3rd. — It was perfectly competent for plaintiffs to offer in evidence the petition which the attorney of Rawlings, at the latter’s instance, had filed in the suit against Pennison; and this wholly regardless of the question, whether Rawlings had ever seen the petition after it was drawn up, or not %

The act of the attorney was the act of the defendant, and any admissions contained in the petition, could be received against, and be binding upon him. “Thus where a carrier brought trover against a person, to whom he had delivered the goods intrusted to him, and which were lost, the record in this suit was held admissible for the owner, in a subsequent action brought by him against the carrier, as amounting to a confession in a court of record, that he had the plaintiff’s goods.” (1 Greenlf. Ev., §§ 195, 527.)

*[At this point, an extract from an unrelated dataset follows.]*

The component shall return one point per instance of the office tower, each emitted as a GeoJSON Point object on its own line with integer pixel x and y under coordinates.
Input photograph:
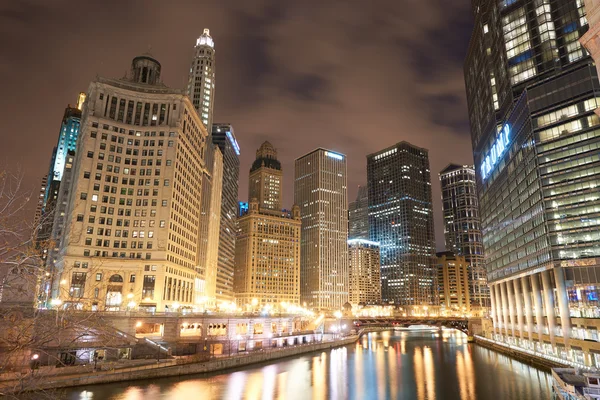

4th. — There was error in admitting the testimony of Dowzelot in reference to the statements of Pennison, in May or June, 1872. And for this reason, while the partnership continues, the declarations or admissions of each of the partners made in respect to the business of the firm, will bind it. But upon the occurrence of a dissolution, this power to bind the firm by either acts or declarations comes to an end. (Greenlf. Ev., § 112; Sto. on Part., §§ 107, 323; 3 Kent, 50; Pope vs. Risley, 23 Mo., 185). The chief point at issue in the case was, whether the partnership of Rawlings with Pennison had continued down to a certain time. To prove this continued existence however1, the mere declarations of Pennison, were as incompetent as though offered to establish the original formation of the partnership. Pennison was a competent witness, and his statements made outside of the above *78mentioned limits, had no greater force nor effect than the unsworn statements of any one else.

5th. — There was error also, in the action of the court in the instruction given to the jury after they had returned and reported their inability to agree: But the error consisted in the form of the instruction, and not in the time at which it was given. There may be instances when it will become the imperative duty of a court to rectify some omission, or cure some oversight, by giving to a jury under the circumstances I have mentioned, an additional instruction.

Judgment reversed and cause remanded;

Judge Lewis not sitting, the other judges concur.